(0) it was there
[P O V P A R K J I M I N}
Há memórias que nós nunca queremos esquecer, mas também há as que queremos. Há memórias que sonhamos poder lembrar-nos para sempre, mas o tempo passa tão rápido, naquele único piscar de olhos, que acabamos por deixar essas memórias irem com o vento. Mas há memórias que não conseguimos esquecer, porque não dão para esquecer.

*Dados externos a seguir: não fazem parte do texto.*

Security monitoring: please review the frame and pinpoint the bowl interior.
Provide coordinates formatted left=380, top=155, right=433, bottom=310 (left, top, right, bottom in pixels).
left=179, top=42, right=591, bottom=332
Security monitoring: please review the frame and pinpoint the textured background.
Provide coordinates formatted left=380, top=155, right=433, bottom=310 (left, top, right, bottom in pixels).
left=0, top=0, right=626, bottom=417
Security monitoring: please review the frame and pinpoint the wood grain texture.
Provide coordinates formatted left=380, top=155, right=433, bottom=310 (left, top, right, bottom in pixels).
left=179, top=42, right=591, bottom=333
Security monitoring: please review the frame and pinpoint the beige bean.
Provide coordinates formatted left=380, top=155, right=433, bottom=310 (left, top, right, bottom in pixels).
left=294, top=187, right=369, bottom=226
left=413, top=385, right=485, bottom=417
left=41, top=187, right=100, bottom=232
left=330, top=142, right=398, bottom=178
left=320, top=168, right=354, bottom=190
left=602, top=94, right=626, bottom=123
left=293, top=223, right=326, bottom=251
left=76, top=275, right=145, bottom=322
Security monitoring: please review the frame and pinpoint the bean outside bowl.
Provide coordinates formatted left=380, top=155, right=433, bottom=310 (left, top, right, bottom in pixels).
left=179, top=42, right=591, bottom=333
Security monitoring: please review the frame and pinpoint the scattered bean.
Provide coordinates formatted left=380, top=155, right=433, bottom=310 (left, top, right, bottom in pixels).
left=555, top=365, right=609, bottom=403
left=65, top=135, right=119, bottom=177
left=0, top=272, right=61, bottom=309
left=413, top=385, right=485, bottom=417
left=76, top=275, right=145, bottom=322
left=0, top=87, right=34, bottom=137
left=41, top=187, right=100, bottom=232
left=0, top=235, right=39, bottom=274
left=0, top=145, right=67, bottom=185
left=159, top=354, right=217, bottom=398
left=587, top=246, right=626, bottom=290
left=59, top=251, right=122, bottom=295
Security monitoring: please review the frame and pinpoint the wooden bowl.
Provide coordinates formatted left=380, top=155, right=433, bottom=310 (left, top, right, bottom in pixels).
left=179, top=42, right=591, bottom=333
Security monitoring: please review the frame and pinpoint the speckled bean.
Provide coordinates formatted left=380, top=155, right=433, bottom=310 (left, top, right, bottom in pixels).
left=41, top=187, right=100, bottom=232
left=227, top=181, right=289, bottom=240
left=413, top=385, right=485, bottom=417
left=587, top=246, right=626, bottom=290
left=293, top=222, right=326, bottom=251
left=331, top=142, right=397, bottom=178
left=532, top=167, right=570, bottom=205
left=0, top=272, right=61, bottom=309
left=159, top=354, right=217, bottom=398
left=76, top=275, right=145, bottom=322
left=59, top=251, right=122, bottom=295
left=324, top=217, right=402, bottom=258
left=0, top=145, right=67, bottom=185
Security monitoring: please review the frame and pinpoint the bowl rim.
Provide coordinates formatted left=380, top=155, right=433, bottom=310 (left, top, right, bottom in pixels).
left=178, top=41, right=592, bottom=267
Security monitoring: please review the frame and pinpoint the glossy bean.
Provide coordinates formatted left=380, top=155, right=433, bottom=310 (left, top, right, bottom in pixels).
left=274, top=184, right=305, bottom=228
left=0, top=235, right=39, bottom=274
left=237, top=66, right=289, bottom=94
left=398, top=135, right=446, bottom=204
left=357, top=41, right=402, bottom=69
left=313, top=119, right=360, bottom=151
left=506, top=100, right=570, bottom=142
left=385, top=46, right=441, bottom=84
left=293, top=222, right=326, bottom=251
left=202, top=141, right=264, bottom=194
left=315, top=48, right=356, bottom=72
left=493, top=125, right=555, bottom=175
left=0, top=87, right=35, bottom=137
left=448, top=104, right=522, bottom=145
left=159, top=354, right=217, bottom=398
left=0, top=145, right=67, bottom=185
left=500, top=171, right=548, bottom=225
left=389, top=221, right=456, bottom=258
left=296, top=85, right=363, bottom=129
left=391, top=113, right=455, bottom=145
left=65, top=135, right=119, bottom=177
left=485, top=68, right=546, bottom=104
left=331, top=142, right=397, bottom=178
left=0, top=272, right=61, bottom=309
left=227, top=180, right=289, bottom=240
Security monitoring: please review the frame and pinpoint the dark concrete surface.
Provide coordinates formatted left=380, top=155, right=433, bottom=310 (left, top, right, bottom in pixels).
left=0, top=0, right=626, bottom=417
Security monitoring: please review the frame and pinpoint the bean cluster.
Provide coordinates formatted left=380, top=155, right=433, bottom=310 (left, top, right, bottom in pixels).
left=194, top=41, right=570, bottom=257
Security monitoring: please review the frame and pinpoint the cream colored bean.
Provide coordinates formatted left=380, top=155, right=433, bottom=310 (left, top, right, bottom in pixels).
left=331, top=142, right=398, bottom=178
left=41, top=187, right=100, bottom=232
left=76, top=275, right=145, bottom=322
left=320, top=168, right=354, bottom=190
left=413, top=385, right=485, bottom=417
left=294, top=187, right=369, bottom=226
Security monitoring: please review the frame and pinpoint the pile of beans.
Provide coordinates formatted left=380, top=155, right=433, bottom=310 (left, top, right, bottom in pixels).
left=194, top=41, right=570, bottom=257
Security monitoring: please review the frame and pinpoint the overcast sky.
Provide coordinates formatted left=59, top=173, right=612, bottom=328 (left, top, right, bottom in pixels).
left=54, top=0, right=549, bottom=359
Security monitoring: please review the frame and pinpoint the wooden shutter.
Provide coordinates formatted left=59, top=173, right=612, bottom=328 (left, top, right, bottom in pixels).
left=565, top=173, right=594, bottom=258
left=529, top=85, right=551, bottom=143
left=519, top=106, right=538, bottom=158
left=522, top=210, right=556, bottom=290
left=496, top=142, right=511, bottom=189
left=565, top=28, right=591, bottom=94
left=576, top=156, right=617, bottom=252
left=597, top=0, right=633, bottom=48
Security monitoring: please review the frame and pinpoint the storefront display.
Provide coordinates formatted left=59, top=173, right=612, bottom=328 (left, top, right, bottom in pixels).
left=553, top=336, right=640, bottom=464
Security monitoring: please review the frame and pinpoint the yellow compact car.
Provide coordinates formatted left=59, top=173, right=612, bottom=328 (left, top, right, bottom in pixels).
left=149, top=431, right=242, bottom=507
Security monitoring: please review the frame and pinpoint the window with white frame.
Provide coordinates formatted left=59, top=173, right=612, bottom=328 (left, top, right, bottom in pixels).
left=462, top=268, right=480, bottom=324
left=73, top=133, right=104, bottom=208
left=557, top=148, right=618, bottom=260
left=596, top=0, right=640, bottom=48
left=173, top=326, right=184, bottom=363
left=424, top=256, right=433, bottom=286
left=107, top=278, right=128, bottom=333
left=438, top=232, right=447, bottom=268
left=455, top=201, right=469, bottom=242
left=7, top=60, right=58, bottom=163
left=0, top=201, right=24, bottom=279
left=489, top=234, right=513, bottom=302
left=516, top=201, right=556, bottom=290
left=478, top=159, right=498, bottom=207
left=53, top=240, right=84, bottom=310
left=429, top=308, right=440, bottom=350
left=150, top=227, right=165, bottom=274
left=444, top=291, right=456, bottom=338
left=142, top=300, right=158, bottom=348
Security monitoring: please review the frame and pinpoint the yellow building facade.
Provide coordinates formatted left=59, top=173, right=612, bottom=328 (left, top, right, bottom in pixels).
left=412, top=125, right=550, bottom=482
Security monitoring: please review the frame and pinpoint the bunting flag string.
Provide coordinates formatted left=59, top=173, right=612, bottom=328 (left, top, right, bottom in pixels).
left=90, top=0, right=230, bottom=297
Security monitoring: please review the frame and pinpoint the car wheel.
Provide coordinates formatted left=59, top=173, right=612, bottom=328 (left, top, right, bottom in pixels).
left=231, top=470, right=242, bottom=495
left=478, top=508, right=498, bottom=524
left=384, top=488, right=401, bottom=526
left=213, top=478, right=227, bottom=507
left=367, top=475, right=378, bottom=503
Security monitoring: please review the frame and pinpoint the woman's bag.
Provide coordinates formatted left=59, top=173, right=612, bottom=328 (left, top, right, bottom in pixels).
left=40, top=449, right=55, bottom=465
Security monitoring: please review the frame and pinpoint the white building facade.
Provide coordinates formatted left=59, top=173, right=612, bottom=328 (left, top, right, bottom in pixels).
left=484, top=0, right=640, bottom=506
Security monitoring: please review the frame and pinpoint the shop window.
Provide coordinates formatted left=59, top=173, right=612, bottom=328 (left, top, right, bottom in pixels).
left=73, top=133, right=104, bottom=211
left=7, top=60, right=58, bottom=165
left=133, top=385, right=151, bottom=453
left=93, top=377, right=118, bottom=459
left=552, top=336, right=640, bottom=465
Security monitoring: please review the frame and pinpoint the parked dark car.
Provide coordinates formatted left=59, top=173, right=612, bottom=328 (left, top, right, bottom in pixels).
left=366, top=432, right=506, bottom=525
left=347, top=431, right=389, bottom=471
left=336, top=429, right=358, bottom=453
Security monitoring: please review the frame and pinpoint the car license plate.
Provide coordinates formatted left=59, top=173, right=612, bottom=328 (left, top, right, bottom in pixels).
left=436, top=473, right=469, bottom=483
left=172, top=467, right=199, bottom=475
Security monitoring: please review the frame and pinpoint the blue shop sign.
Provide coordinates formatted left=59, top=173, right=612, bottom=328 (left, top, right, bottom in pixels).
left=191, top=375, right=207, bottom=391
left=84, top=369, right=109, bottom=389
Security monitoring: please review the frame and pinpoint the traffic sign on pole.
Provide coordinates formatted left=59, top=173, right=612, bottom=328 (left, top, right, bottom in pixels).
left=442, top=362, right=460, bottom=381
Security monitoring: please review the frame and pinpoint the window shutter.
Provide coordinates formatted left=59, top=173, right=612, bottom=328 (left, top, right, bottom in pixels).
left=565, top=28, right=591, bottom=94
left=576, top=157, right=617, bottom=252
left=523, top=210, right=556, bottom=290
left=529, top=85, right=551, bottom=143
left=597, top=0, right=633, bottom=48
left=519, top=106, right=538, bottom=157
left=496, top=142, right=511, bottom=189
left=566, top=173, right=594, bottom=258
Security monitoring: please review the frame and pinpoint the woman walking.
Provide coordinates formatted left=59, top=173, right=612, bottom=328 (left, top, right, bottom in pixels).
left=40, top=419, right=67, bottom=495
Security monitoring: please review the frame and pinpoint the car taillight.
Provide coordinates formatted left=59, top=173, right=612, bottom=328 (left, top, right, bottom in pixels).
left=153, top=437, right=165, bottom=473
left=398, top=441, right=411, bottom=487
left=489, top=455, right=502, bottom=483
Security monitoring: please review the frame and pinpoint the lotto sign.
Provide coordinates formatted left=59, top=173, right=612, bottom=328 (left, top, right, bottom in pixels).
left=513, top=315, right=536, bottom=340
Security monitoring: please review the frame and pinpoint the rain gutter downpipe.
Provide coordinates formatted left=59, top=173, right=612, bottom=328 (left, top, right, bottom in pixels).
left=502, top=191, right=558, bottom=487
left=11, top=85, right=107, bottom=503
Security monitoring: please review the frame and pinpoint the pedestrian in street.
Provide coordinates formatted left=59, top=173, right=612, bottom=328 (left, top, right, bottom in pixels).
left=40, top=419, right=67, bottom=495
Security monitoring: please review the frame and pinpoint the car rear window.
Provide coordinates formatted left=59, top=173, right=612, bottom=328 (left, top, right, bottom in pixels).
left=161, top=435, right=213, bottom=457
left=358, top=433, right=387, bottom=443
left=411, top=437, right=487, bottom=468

A relevância não é sobre a importância, porque nunca houve ninguém que me falasse da experiência que foi ver a mãe ou o pai pela primeira vez, e mesmo que importante ninguém se lembra. Provavelmente a culpa é do nosso cérebro, daquele habitual tamanho de um feijão preto, ou vermelho, ou branco, porque com feijões não cabe racismo.

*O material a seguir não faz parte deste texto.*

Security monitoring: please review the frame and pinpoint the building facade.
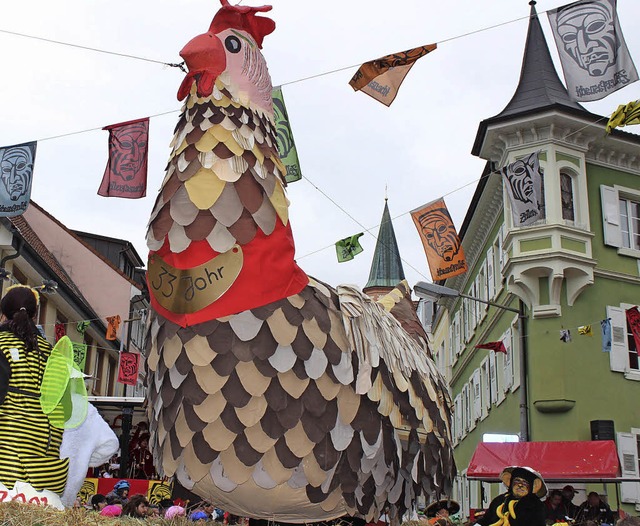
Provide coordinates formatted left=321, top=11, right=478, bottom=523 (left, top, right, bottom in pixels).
left=433, top=6, right=640, bottom=514
left=0, top=202, right=148, bottom=396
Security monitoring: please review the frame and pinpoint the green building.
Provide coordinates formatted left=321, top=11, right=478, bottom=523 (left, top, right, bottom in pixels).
left=433, top=2, right=640, bottom=514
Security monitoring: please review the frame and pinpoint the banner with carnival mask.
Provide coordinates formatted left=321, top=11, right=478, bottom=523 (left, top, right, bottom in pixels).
left=349, top=44, right=438, bottom=106
left=411, top=199, right=468, bottom=281
left=0, top=141, right=37, bottom=217
left=548, top=0, right=638, bottom=102
left=98, top=117, right=149, bottom=199
left=502, top=152, right=544, bottom=227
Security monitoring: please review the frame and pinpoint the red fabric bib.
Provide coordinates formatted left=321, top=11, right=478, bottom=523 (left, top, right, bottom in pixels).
left=147, top=220, right=309, bottom=327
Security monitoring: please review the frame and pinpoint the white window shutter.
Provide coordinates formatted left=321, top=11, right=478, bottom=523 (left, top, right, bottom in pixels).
left=607, top=306, right=629, bottom=373
left=616, top=433, right=640, bottom=503
left=480, top=356, right=491, bottom=419
left=451, top=310, right=460, bottom=358
left=464, top=382, right=473, bottom=431
left=489, top=352, right=498, bottom=404
left=500, top=225, right=507, bottom=272
left=460, top=469, right=469, bottom=517
left=453, top=393, right=462, bottom=446
left=472, top=369, right=482, bottom=421
left=487, top=246, right=496, bottom=302
left=502, top=329, right=513, bottom=393
left=600, top=185, right=622, bottom=247
left=511, top=320, right=522, bottom=391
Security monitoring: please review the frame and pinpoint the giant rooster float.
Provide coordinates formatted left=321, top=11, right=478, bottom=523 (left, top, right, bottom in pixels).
left=147, top=0, right=455, bottom=522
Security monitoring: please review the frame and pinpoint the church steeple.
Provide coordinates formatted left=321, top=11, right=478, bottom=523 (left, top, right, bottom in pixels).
left=364, top=198, right=405, bottom=298
left=471, top=1, right=590, bottom=155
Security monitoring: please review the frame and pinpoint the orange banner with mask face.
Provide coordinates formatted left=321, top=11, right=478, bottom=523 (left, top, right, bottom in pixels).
left=411, top=199, right=468, bottom=281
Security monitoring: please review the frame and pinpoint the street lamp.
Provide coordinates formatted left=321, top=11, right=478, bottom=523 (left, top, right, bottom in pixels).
left=413, top=281, right=529, bottom=442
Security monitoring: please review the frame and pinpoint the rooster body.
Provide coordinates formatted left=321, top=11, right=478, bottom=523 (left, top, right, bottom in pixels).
left=147, top=0, right=455, bottom=522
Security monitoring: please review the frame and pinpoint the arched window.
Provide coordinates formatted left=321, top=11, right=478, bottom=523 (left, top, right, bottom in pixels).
left=560, top=172, right=576, bottom=221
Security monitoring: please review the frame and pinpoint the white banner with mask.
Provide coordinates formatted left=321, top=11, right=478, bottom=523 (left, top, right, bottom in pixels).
left=502, top=152, right=544, bottom=227
left=548, top=0, right=638, bottom=102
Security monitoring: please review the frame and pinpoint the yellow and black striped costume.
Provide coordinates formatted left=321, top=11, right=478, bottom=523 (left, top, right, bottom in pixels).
left=0, top=331, right=69, bottom=493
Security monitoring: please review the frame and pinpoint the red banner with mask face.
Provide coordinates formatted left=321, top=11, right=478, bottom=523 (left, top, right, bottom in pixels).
left=626, top=307, right=640, bottom=356
left=118, top=352, right=140, bottom=385
left=98, top=118, right=149, bottom=199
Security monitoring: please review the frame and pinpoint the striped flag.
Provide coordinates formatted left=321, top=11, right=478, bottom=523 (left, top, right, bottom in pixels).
left=336, top=232, right=364, bottom=263
left=607, top=99, right=640, bottom=133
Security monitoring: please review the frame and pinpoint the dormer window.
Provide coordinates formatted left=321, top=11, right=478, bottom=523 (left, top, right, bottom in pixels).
left=560, top=171, right=575, bottom=221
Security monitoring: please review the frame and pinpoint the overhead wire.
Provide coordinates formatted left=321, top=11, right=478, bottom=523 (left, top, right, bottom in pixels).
left=0, top=29, right=184, bottom=71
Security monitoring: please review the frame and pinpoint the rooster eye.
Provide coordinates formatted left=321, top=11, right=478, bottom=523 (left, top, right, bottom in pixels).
left=224, top=36, right=241, bottom=53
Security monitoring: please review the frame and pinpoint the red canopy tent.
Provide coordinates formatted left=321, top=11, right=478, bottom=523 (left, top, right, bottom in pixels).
left=467, top=440, right=621, bottom=482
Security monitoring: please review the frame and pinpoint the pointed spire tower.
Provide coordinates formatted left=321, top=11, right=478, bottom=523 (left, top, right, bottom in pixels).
left=363, top=201, right=405, bottom=299
left=471, top=0, right=600, bottom=159
left=462, top=0, right=630, bottom=318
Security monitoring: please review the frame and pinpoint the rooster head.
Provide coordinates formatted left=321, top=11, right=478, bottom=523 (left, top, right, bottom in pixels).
left=178, top=0, right=276, bottom=109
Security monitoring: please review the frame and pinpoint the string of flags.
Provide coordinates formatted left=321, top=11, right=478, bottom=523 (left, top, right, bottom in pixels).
left=336, top=232, right=364, bottom=263
left=349, top=44, right=438, bottom=106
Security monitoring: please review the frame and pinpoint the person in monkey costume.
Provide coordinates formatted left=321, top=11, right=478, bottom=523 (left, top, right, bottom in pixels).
left=476, top=466, right=547, bottom=526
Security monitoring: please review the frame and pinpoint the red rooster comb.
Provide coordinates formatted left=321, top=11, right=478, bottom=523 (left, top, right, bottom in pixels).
left=209, top=0, right=276, bottom=49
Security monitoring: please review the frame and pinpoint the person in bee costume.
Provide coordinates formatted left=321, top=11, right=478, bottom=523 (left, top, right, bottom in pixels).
left=0, top=285, right=69, bottom=494
left=476, top=466, right=547, bottom=526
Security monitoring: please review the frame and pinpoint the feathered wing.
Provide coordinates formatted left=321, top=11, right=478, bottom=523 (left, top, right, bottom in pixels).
left=147, top=280, right=453, bottom=522
left=337, top=285, right=456, bottom=511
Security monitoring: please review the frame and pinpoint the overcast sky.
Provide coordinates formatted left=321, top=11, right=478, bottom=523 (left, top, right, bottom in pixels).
left=0, top=0, right=640, bottom=294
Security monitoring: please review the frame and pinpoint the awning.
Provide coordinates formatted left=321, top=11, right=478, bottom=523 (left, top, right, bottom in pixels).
left=467, top=440, right=620, bottom=482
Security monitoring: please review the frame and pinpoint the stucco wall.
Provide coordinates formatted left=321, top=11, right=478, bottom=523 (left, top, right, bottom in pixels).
left=24, top=206, right=138, bottom=326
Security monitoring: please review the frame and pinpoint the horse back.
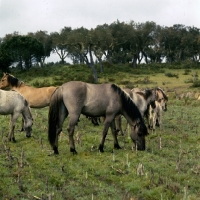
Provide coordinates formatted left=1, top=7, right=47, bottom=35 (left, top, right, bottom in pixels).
left=62, top=81, right=119, bottom=116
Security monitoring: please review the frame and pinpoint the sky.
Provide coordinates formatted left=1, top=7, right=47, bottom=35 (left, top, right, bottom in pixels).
left=0, top=0, right=200, bottom=60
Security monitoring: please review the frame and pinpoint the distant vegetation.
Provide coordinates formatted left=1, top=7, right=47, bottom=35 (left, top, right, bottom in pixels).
left=0, top=20, right=200, bottom=82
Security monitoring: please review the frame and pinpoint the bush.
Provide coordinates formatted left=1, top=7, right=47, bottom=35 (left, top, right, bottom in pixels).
left=165, top=72, right=179, bottom=78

E há dois dias que eu vou recordar, de trás para a frente, na minha cabeça, até que eu não os possa recordar mais. O dia em que Yang Mi esteve nos meus braços pela primeira vez, desde o que eu tinha vestido ao que ela tinha vestido, desde o trânsito que eu apanhei até ao centro ou à dificuldade que foi comprar fraldas naquele dia. Todas essas coisas, na minha cabeça, memoráveis para não esquecer.
E Jungkook, o dia que eu o conheci corre pela minha memória sempre que eu olho em seus olhos, sempre que eu me deito no seu peito como se fosse a primeira vez, sempre que eu fecho os olhos e sinto que posso respirar.

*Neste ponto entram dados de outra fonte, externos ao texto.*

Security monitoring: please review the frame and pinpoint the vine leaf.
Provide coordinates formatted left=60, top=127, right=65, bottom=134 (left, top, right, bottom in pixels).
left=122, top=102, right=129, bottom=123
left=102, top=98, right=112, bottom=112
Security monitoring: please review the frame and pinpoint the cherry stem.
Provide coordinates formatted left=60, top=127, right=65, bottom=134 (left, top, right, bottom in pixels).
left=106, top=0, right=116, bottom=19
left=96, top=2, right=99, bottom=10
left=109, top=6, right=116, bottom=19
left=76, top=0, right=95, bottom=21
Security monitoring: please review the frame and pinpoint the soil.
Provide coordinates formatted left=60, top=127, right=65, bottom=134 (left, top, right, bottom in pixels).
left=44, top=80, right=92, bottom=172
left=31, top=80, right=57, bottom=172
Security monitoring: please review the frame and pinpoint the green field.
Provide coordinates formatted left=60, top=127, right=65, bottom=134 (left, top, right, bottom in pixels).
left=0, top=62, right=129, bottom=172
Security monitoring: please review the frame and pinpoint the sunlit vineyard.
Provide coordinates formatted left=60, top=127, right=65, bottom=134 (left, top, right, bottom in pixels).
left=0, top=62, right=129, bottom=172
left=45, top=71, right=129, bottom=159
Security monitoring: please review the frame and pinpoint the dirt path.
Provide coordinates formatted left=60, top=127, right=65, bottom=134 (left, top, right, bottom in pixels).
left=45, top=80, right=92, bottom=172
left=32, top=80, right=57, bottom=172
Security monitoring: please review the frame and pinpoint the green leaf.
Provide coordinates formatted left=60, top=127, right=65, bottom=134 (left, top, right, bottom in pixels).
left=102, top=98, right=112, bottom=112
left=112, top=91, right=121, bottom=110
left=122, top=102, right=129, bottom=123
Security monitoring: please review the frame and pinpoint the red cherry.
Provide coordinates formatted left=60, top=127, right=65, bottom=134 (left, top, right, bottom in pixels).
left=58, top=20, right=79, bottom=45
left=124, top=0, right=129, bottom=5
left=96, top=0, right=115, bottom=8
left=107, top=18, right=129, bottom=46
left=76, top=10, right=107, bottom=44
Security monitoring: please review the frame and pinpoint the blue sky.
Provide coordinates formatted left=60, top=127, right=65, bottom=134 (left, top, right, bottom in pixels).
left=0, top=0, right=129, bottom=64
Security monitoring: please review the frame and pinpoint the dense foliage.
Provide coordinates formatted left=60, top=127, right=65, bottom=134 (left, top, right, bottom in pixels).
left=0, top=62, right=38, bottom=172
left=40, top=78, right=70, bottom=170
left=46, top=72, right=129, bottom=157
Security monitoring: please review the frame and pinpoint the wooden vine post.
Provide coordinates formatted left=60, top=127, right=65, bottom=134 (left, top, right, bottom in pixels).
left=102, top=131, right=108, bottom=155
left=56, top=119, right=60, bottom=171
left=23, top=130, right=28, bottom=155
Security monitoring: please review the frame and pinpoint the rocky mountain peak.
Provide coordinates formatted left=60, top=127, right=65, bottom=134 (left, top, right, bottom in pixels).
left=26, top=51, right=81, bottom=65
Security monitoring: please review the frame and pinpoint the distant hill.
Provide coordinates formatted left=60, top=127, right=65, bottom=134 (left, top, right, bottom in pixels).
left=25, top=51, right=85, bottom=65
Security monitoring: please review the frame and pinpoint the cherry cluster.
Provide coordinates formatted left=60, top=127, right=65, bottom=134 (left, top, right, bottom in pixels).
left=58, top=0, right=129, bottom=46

Respirar longe de Jungkook ainda é respirar, mas eu não preciso de respirar longe dele. Não.
E no dia que eu conheci Jeon Jungkook eu não estava respirando, de todo.
''Taemin, eu te liguei há meia hora e...''
Era o que eu estava dizendo, ao celular, enquanto atravessava o hall daquele hotel até ao bar da entrada, à procura de algum snack que pudesse enganar o meu estômago até à hora de jantar, quando eu o vi, de costas, com a camisa bem passada e esticada ao longo de suas costas, solta até quase tocar no banco onde se sentava, em frente do balcão, com os braços para o lado, semi abertos, o queixo no balcão, e eu quis rir, porque era um miúdo a meio da tarde em um bar, com algum tipo de álcool entre os dedos.
''Como eu estava dizendo, Taemin, nós já falamos sobre isso, os meus pais já veem você como meu namorado, nós não precisamos formalizar nada disso.'' Eu acabei resmungando, na altura, porque Taemin vinha insistindo que combinássemos algum tipo de jantar entre os nossos pais, como se estivéssemos indo casar e eles já não se conhecessem desde o tempo da faculdade. ''Eu te ligo depois, tchau.'' Eu disse então, assim que alcancei aquele balcão e atendente chegou perto. E eu, distraído, olhei a vitrina pequena, procurando alguma coisa que fosse me agradar, mas não havia nada. ''Qualquer bolo.'' Eu disse-lhe então, sorrindo triste para mim mesmo antes de ocupar um dos bancos.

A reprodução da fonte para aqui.